Ce que je pensais il y a cinq ans est évidemment toujours crucial en Europe et ailleurs. Et je reste très préoccupé sociétalement à l’échelle mondiale. Aux Etats-Unis notamment, l’écart entre riches et pauvres est plus important qu’il y a un siècle, du temps des milliardaires à la Vanderbilt. C’est très préoccupant si on veut défendre une société inclusive.

"Si j’étais un opérateur à court terme, je dégagerais immédiatement un maximum de profit et je laisserais la machine tourner."

Heureusement pour nous, on a aujourd’hui en Belgique cette chance que l’écart entre les plus hauts revenus et les plus bas est un des plus réduits d’Europe, avec les pays scandinaves et l’Allemagne. Si un pays a réussi à maîtriser un tant soit peu les excès du capitalisme en termes de redistribution des richesses, c’est la Belgique; et on peut en être fiers. On doit tout faire pour préserver ce système de redistribution. En termes de cohésion sociale, c’est bien sûr loin d’être parfait, mais c’est en tout cas bien moins violent et difficile à gérer que chez nos voisins français, par exemple, où les écarts se sont dangereusement creusés.

Et votre appréciation du climat politique belge au lendemain des élections?
Là aussi, on constate un renforcement des extrêmes. On ne peut pas juste dire que c’est un signe de mécontentement et ne pas en tirer les leçons en termes de vote démocratique. C’est trop facile: les gens ont voté. Je suis un centriste convaincu et donc je me sens un peu mal à l’aise avec ce qui se passe.

Cette polarisation provoque un emballement pervers. C’est du kérosène explosif. Entre 1870 et 1930, toutes les révolutions ont été provoquées par des insurgences sociales qu’on n’a pas voulu entendre. Il faut pouvoir analyser et réagir démocratiquement aux choix de l’électeur, en Flandre comme en Wallonie.

Que pensez-vous du maître architecte bruxellois? La fonction, et celui qui l’occupe et espère encore l’occuper demain?
Ce n’est pas à nous de porter un jugement sur les instances publiques qui nous gouvernent.
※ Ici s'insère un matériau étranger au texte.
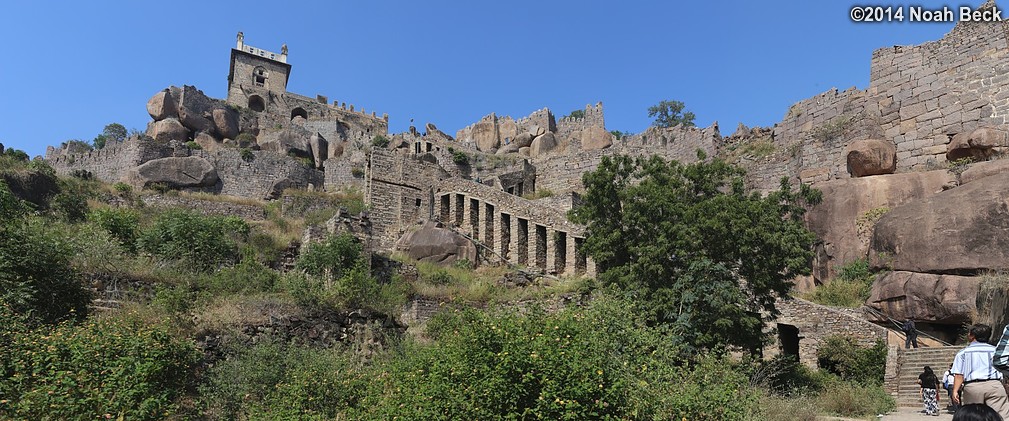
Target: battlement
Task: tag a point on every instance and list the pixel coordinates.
(241, 46)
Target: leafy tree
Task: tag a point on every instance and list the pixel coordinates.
(37, 282)
(202, 241)
(670, 113)
(686, 239)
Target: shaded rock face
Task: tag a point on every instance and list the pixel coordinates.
(542, 144)
(290, 140)
(167, 129)
(979, 143)
(871, 158)
(595, 138)
(226, 122)
(943, 299)
(982, 170)
(174, 173)
(437, 244)
(844, 219)
(485, 134)
(963, 230)
(435, 134)
(161, 106)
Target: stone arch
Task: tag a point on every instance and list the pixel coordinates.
(256, 103)
(259, 76)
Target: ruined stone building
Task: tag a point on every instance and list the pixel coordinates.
(881, 154)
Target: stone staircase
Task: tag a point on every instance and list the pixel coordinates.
(911, 363)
On critique toujours les procédures à Bruxelles, mais je peux vous garantir que ça ne va pas plus vite ailleurs et que ce n’est facile nulle part. En outre, notre système institutionnel ne facilite pas la tâche des responsables qui doivent opérer. Je suis un pragmatique éternel; je ne crache jamais dans la soupe et je suis bien ici, en essayant d’améliorer ce que nous avons. Ceux qui disent autour de moi qu’ils fuiront la Belgique si un gouvernement de gauche la dirige reviendront rapidement quand il leur faudra des soins médicaux, par exemple… Partir, mais où ça? Se cacher sous quelle pierre?